Temporal Trends in Gestational Diabetes Prevalence, Treatment, and Outcomes at Aarhus University Hospital, Skejby, between 2004 and 2016

1Department of Obstetrics and Gynecology, Aarhus University Hospital, Aarhus, Denmark
2Faculty of Medicine, University of Queensland, Brisbane, QLD, Australia
3Danish Diabetes Academy, Odense University Hospital, Odense, Denmark

Correspondence should be addressed to Per Glud Ovesen; kd.tenldad@nesevo.rep

Received 9 December 2017; Accepted 30 January 2018; Published 15 March 2018

Academic Editor: Eusebio Chiefari

Copyright © 2018 Per Glud Ovesen et al. This is an open access article distributed under the Creative Commons Attribution License, which permits unrestricted use, distribution, and reproduction in any medium, provided the original work is properly cited.

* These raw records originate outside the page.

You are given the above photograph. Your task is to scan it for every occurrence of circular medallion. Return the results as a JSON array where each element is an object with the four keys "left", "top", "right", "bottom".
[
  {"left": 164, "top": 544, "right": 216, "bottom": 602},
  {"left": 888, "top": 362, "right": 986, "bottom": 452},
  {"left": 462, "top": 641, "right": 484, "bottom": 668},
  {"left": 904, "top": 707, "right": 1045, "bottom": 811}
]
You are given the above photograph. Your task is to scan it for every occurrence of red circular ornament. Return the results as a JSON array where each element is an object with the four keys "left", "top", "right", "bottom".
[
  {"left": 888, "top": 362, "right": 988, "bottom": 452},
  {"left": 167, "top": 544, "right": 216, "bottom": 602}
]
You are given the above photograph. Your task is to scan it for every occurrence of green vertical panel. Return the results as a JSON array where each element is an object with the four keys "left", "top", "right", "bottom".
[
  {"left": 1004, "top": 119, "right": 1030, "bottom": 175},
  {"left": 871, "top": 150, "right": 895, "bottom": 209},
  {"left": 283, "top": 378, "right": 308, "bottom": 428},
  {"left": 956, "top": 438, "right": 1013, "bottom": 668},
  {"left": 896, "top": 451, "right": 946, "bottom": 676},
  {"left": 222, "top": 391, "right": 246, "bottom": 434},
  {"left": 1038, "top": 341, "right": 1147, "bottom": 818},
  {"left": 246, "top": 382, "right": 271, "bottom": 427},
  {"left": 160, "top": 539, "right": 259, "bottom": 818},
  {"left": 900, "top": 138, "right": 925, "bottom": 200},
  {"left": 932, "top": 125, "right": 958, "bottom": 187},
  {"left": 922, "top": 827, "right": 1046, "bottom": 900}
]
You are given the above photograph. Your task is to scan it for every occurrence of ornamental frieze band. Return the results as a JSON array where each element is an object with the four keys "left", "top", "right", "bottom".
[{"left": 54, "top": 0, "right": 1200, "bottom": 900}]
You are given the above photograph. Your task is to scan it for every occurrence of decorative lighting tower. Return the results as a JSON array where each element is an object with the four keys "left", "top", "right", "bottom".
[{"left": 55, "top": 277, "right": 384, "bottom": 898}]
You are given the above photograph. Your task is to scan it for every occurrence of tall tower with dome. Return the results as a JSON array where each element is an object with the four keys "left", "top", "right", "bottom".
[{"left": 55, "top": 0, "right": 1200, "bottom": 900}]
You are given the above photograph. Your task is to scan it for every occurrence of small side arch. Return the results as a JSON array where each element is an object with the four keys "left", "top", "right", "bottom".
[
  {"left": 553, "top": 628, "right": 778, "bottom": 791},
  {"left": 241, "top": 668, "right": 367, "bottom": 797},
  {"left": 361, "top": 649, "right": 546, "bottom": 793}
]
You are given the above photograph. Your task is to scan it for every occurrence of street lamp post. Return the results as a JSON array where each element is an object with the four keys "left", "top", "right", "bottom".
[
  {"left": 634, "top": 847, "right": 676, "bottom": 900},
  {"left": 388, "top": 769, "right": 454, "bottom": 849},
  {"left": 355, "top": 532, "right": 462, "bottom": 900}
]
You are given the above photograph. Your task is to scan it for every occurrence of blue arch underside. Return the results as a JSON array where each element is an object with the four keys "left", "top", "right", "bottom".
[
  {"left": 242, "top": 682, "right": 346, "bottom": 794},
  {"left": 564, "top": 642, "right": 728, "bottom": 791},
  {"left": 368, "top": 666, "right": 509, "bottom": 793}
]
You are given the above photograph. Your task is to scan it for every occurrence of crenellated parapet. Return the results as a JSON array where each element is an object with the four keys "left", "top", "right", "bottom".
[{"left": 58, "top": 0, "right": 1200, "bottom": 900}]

Background. The prevalence of gestational diabetes (GDM) is increasing worldwide. The most important risk of GDM in pregnancy is excessive fetal growth, increasing the risk of complications during delivery as well as long-term complications like obesity and diabetes in both the mother and the offspring. Method. All women with GDM who delivered a singleton between 2004 and 2016 were included. The treatment of GDM patients sought to achieve normal blood glucose levels, primarily by diet and exercise. If the glycemic targets were not reached, insulin therapy was initiated. Birth weight and birth weight Z-score was calculated corrected for gender and gestational age at delivery. Results. The study included 1910 women. The number of GDM women increased significantly each year over the course of the study, as did the proportion requiring insulin therapy. Birth weight and birth weight Z-score fell significantly over the years largely due to a decrease in large for gestational age frequency from 29% to around 19%. Conclusion. During the last 13 years, the number of women diagnosed with GDM has increased. Furthermore, the proportion of GDM women receiving insulin treatment has increased. The birth weight in diet-treated women has been virtually normal for the last 5 years of the reported period.

1. Introduction

The prevalence of gestational diabetes (GDM) has been increasing in many parts of the world, with much of this increase attributed to increasing maternal overweight and obesity during pregnancy and to older age at child bearing [13].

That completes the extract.